I would make burgers with fresh ground beef, in a secret blend that ive been inventing over the years and would grind the meat in the window so people know its fresh. Simple good burgers, nothing too crazy, just good ingredients cooked well.

I also had an idea to create copycats of all regional famous burgers/sandwiches from tv etc.

sounds like a pretty gay place tbqh

Id have quesadillas made to order, none of those frozen ones at my restaurant.

This post reminded me of one time when I went to this seemingly upscale fancy pub and this chick I was with wanted a cheese quesadilla but all they had on the menu was a mushroom and cheese quesadilla. Shes like
"can I just get a regular quesedilla no mushrooms?"
The waiter says, "hmmmm uhghhh no I dont think so the chefs don't like to do that."
And Im like
>you are telling me you cant make a cheese quesadilla to order? You have cheese and you have tortillas and it takes 2 minutes to make but your chef wont make one?
And the guy was just like yeah we cant make it. I kept going for a little bit asking him questions and he got pretty pissed off, just kept saying over and over its inconvenient for the chefs. Ok whatever man, i guess you think we are fucking retarded.

I was pissed.

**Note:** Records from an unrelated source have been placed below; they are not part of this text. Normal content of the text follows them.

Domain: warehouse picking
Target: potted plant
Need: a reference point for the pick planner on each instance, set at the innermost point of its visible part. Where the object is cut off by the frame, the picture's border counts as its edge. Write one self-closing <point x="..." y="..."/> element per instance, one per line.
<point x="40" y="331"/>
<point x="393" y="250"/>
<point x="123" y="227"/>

Last time I ever went there. Probably frozen shitty premade ones and they were lying that they were fresh.

>Food carts are called food trucks interchangeably
No, they're not

Corrard green kimchi sure.

"Lorneta z Meduza" Reykiavik.
Traditional food for drunkards.

there's a restaurant near me called "Holy Phok" that do pho. hipsters love it.

I'd sell as much food as cheap as I could while still maintaining profit, probably out of a truck. Shit like mashed potatoes and rice and simple sauces and vegetables, beans and maybe cheap meat. Serve it in paper cups, camp out around universities and bars.

Mostly I'm interested in if there's a market for cheap, filling, tasty shit that isn't already filled by fast food.

you need to start serving buffalo wings, like 25 cents each. that draws in the crowds and then they stay for the beer.